Anche nelle questioni di dettaglio i servizi nella sinagoga hanno preparato la strada ai servizi della Chiesa cristiana. Le lezioni regolari - lette da due parti della Scrittura, il canto antifonale, il volgersi verso oriente, l'Amen generale di tutta la Congregazione, l'osservanza delle ore terza, sesta e nona come ore di preghiera, e di un giorno in sette come particolarmente sante-tutte queste cose, insieme ad alcune altre che da allora sono diventate obsolete, ci incontrano nel culto della sinagoga, come S.

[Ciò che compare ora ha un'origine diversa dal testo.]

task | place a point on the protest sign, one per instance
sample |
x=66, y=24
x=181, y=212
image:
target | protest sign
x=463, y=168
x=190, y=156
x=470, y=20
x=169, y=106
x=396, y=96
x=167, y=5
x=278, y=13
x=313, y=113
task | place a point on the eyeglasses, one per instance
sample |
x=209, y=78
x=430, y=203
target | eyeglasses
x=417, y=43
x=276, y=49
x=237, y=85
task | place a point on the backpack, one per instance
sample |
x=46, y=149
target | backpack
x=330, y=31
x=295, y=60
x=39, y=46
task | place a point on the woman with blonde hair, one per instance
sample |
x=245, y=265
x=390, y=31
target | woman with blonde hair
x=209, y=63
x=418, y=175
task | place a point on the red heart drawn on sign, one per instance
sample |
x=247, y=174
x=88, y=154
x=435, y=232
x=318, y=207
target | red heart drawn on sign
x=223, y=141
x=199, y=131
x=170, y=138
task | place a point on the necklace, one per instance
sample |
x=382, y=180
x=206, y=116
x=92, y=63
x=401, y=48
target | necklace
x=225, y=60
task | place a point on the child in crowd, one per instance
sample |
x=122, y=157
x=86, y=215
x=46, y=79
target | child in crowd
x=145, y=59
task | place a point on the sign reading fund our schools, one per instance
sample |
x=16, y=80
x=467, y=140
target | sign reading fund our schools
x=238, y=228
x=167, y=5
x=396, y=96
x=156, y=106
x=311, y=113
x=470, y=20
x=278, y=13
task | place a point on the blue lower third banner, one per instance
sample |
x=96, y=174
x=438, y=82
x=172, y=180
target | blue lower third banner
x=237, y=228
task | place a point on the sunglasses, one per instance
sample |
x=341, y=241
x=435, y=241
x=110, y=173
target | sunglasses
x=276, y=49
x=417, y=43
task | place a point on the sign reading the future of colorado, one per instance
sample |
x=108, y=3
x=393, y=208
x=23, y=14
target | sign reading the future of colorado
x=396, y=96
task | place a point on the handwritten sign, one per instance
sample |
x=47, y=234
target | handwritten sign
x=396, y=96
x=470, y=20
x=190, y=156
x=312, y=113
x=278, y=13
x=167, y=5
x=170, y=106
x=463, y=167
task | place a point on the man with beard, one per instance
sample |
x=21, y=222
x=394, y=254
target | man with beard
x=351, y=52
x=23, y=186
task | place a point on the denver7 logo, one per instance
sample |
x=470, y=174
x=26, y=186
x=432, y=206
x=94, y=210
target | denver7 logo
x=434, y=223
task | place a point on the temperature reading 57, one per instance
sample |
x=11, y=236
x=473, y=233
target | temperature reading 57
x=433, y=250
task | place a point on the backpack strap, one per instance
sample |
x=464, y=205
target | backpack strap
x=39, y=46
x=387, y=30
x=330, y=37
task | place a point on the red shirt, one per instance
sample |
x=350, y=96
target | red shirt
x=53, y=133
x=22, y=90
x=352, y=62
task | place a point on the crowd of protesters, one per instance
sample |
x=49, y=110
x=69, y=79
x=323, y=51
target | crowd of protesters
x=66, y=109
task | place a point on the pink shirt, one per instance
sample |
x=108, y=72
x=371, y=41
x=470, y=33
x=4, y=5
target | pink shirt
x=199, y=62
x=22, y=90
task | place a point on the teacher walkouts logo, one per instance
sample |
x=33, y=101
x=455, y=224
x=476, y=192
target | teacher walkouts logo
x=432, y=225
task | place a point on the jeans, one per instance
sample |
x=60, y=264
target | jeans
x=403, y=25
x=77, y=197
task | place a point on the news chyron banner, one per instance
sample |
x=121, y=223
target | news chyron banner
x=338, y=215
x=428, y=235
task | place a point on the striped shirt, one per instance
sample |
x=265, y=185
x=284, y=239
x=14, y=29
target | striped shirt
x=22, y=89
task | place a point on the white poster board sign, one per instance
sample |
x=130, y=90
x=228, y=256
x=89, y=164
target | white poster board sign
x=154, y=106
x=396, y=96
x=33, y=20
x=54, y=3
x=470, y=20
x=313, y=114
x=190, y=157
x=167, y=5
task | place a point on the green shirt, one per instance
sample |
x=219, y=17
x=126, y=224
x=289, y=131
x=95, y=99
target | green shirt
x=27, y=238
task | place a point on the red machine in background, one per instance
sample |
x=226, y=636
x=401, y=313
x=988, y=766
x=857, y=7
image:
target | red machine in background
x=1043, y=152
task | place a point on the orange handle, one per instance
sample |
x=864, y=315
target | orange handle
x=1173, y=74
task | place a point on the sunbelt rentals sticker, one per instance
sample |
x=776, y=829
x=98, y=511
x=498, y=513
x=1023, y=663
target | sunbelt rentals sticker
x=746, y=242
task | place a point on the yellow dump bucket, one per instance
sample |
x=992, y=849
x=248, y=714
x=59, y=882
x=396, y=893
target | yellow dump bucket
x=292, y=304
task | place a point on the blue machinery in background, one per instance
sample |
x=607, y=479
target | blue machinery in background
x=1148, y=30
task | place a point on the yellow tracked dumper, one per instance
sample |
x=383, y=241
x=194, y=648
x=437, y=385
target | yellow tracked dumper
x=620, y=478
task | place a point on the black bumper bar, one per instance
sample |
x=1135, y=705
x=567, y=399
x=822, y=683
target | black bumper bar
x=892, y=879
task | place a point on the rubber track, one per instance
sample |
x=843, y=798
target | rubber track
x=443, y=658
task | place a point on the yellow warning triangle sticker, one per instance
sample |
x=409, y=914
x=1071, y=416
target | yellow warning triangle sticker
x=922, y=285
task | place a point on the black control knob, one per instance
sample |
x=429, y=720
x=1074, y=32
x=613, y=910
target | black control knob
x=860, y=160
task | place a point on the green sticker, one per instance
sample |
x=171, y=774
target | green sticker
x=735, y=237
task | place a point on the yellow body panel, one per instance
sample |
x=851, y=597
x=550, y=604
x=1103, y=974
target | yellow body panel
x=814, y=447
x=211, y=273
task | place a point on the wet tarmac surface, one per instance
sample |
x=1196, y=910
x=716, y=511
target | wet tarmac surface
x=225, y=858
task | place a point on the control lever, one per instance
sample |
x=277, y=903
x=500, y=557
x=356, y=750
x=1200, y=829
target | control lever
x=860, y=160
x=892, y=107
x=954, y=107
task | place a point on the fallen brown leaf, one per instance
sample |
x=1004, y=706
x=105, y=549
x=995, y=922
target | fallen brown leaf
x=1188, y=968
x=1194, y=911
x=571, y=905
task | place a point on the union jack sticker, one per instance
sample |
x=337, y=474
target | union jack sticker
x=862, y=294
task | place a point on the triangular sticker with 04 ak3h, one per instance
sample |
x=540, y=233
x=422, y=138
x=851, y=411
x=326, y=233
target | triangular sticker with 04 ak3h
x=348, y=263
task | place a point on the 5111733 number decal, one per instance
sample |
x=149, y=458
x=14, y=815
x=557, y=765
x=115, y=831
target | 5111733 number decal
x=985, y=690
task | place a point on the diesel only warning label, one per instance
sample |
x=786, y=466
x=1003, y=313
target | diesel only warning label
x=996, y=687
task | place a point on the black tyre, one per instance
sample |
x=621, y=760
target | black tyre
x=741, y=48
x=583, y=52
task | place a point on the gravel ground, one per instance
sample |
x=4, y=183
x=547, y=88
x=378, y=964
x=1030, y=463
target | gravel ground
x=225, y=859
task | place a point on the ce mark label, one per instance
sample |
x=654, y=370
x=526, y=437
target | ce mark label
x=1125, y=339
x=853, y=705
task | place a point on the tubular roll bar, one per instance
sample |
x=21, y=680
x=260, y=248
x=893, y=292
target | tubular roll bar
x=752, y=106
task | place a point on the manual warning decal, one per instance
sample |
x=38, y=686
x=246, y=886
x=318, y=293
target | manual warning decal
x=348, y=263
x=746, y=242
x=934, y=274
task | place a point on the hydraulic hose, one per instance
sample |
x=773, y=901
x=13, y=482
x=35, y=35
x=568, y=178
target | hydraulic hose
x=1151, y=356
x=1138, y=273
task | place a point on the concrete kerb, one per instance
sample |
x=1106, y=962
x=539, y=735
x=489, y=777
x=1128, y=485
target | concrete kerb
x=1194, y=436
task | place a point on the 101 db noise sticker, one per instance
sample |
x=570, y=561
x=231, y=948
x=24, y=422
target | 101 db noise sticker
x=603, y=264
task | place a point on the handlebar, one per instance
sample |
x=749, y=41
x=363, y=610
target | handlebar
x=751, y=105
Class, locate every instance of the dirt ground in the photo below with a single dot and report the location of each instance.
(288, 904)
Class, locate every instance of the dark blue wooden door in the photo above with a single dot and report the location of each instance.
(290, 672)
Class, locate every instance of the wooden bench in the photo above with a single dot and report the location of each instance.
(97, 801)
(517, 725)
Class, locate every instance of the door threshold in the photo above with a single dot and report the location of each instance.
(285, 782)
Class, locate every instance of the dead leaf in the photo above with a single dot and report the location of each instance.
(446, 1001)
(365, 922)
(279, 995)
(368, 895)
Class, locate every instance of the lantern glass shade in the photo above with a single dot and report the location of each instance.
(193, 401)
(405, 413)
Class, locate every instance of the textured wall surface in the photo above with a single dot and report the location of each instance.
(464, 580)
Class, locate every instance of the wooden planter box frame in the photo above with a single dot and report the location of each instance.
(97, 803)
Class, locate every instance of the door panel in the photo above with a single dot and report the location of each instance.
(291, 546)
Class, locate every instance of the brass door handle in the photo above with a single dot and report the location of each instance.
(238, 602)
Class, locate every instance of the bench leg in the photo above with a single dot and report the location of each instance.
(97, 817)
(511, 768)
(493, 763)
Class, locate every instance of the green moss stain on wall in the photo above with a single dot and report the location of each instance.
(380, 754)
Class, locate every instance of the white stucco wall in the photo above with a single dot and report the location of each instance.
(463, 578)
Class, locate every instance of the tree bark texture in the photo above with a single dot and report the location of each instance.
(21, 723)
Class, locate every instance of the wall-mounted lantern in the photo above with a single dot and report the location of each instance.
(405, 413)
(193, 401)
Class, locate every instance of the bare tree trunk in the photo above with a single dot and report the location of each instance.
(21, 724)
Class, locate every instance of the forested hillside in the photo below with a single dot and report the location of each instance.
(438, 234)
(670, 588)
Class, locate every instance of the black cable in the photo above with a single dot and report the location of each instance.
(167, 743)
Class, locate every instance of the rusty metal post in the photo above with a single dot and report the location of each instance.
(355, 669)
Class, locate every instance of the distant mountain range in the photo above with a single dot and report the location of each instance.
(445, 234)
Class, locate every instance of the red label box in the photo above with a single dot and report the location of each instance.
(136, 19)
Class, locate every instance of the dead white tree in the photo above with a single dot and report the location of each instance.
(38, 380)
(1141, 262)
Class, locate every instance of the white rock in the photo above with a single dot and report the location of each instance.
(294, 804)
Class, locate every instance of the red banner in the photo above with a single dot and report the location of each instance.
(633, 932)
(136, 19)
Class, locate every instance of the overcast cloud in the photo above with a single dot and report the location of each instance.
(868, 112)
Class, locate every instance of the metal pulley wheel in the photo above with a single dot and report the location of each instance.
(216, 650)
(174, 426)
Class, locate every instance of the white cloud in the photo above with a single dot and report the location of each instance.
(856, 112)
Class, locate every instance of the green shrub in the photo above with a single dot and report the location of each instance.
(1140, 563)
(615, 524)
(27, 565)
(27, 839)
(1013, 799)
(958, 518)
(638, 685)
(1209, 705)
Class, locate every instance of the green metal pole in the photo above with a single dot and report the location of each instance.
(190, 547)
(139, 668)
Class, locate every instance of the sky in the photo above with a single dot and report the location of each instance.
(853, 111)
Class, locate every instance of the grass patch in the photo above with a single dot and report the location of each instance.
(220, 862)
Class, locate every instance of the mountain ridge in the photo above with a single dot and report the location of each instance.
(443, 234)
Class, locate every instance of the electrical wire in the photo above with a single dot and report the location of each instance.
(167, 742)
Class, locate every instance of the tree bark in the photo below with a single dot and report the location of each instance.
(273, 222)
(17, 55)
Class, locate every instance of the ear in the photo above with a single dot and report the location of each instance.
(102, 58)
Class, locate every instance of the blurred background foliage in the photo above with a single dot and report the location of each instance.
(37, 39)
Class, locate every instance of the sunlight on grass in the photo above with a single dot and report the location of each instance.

Giacomo lo sapeva, e nelle liturgie della Chiesa cristiana, che lui e gli Apostoli ei loro successori hanno contribuito a inquadrare. Così la giustizia tornò ad essere misericordia e il castigo si trasformò in benedizione. La cattività dell'Ebreo divenne la libertà sia dell'Ebreo che del Gentile, e la dispersione di Israele fu il raduno di tutte le nazioni verso Dio. "Ha disperso, ha dato ai poveri: la sua giustizia rimane per sempre".